In many ways, Okovi shows Danilova stripped down to her barest essence; the lyrics are some of the most straightforward of her career. And while her prior experiments with noise, pop, orchestral, and electronic/goth instrumentation are all present in a mature synthesis of styles, her pathos-laden voice is the primary instrument on display.
“I’m fixated on having my voice be as honest as possible, but at the same time having the most control over it,” Danilova explains. When she first began recording nine years ago, she explains, “I was combating a lot of anxiety and self-doubt, so I covered my voice up quite a bit, but as I’ve gotten to know my voice more and gotten more confident in it as a tool, I’ve pushed myself to go to further edges of scaring myself.”
Danilova launched this intense personal undertaking from the stability of two different kinds of home bases. Following the release of the more pop-minded Taiga on Mute in 2014, Okovi reunites her with her musical family at Brooklyn indie label Sacred Bones. And she returned to her blood family in rural Merrill, Wisconsin, from Seattle, where she had begun to feel “depressed and rootless.”
“Being back where I grew up, and being so isolated in the woods, made me feel more creatively liberated,” Danilova explains. “This is the place where I grew my imagination and where I felt completely at peace and safe. It allowed me to think deeper within and not be so concerned about the outside world.”
This is not to say she hasn’t thought about the artist’s role within our current dystopia. “I know a lot of people are like, ‘What’s the point?’ And I was in the same boat a year ago,” she says, acknowledging that on a political level, people need a kind of change she is ill-suited to provide. But she hopes that on a less tangible, what some might call “spiritual” level, she can channel emotion in a way that listeners find useful. “So much of art is a distillation of the collective experience of the time, and that happens naturally,” she maintains. “People need catharsis more than anything right now.”

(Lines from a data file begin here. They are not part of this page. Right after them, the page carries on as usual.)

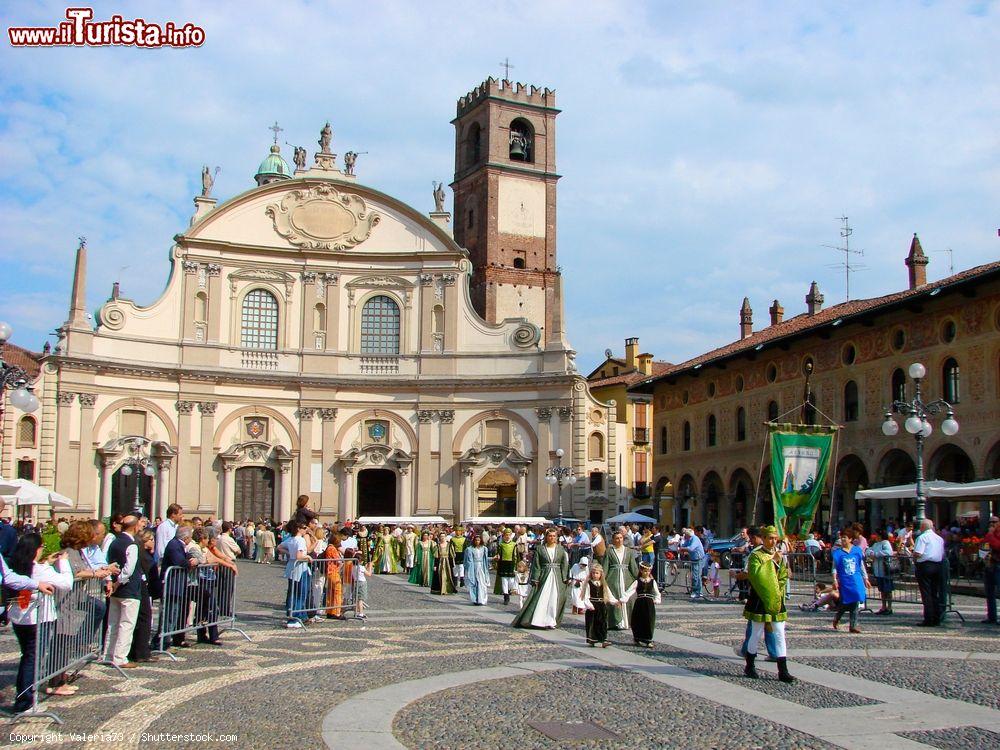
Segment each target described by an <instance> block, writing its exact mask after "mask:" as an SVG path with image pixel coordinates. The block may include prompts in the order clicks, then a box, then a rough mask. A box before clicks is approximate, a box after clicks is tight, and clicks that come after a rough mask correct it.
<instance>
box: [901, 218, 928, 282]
mask: <svg viewBox="0 0 1000 750" xmlns="http://www.w3.org/2000/svg"><path fill="white" fill-rule="evenodd" d="M928 263H930V259H928V257H927V256H926V255H924V249H923V248H922V247H920V238H919V237H917V233H916V232H914V233H913V240H912V241H911V242H910V254H909V255H907V256H906V266H907V268H909V269H910V289H916V288H917V287H918V286H923V285H924V284H926V283H927V264H928Z"/></svg>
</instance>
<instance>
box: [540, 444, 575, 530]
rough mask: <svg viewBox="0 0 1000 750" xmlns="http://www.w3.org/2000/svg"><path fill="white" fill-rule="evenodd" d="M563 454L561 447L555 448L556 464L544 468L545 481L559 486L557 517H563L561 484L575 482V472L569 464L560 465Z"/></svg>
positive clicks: (564, 452)
mask: <svg viewBox="0 0 1000 750" xmlns="http://www.w3.org/2000/svg"><path fill="white" fill-rule="evenodd" d="M564 455H565V451H564V450H563V449H562V448H558V449H557V450H556V465H555V466H552V467H550V468H548V469H546V470H545V481H546V482H548V483H549V484H555V485H558V486H559V491H558V498H559V518H562V517H563V513H562V486H563V484H569V485H573V484H576V474H574V473H573V469H572V468H571V467H569V466H563V465H562V457H563V456H564Z"/></svg>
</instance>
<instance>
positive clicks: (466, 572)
mask: <svg viewBox="0 0 1000 750" xmlns="http://www.w3.org/2000/svg"><path fill="white" fill-rule="evenodd" d="M463 565H464V566H465V584H466V586H467V587H468V589H469V601H471V602H472V603H473V604H476V605H479V606H482V605H484V604H486V603H487V602H488V601H489V598H490V556H489V551H488V550H487V549H486V547H484V546H483V537H482V536H481V535H480V534H476V535H475V536H474V537H472V546H471V547H466V548H465V555H464V560H463Z"/></svg>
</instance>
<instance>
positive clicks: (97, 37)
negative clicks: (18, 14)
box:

It’s that promise of mutual catharsis that drives her to share this output, however frightening it might feel. That, and her need to create a legacy. As an atheist with no plans to have children, Danilova hopes her art will survive long after she’s food for worms. “I think so much of why people create is to either challenge death or circumvent it, or conquer it in a weird way,” she says.
Zola Jesus plays Basilica Soundscape in Hudson, New York, on September 16 and Rough Trade in Brooklyn on October 4.